Tuesday, January 24, 2006
Commonweal on Alito
The Commonweal editors' take ("Justice & Alito") on the Alito nomination is, as one would expect, reasonable and responsible, even if (in my view) misguided. To their credit, the editors squarely contend that the Democrats' devotion to Roe is unfortunate and that the opinion itself is indefensible. Unlike the editors, I strongly support Alito's nomination; like the editors, I believe that he is a gifted lawyer and a decent person; unlike the editors, I believe that his approach to constitutional interpretation and his understanding of the judicial role under our Constitution are sound, not "narrow and troubling."
The editors write:
There is little doubt that Alito’s embrace of “judicial restraint” will result in rulings restricting the federal government’s efforts in areas such as environmental protection, campaign-finance reform, voting rights, workplace safety and discrimination, and the rights of criminal defendants. Most worrisome, Alito gives every indication of being excessively deferential to the executive branch at a time when the president is asserting virtually unprecedented authority with regard to national defense, domestic spying, and the right to imprison people, including U.S. citizens, without trial.
More is needed, it seems to me. I cannot believe that the editors believe that the merits of a judge's approach to his or her work is reducible to the question whether the application of that approach "will result in rulings restricting the federal government’s efforts in areas such as environmental protection, campaign-finance reform, voting rights, workplace safety and discrimination, and the rights of criminal defendants." (Put aside my strong disagreement with the editors that so-called campaign-finance reform is, like the "rights of criminal defendants", something that those of us who endorse constitutionalism and individual rights should embrace).
Nor do the editors tell us by what measure Judge Alito's deference to the executive is "excessive[]." (Is the rule of deference for Justices interpreting the Constitution: Defer to legislatures, as they are enacting regulations we approve, but not to the executive, which is acting in ways we disapprove? One might think, after all, that Congress asserted "virtually unprecedented" authority to regulate political and election-related speech, in the latest round of campaign-finance reform.)

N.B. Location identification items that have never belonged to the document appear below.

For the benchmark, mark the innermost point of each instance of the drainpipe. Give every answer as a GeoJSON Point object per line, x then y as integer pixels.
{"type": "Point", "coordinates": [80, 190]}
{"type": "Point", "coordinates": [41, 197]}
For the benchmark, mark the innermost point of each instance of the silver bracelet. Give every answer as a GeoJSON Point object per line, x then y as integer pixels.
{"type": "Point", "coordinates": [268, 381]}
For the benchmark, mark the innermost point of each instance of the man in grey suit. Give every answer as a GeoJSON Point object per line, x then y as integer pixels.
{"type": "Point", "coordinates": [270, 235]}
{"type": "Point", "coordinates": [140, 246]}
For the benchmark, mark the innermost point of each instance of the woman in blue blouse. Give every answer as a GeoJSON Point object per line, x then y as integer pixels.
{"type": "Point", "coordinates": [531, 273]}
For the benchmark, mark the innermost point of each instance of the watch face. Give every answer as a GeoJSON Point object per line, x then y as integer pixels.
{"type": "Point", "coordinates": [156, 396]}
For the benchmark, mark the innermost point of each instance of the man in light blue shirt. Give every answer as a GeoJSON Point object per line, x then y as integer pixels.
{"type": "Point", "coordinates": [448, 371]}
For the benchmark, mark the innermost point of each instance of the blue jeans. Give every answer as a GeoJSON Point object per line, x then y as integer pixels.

Interestingly, the editors seemed most focused on Judge Alito's observation, during his short opening statement, that some of his privileged college classmates behaved irresponsibly, and on his failure to acknowledge, at the same time, that some in power behaved irresponsibly as well and that the "culture wars" were the product, in part, of important steps forward in the civil rights arena. In my view, the editors are making too much of this -- it is the case that some privileged campus radicals behaved very badly -- and make the unwarranted charge that Alito resorted to the "ploy" of endorsing the "culture wars that pit the religious and traditional against the unreligious and disrespectful are a pernicious simplification and a lie." I didn't hear him do any such thing.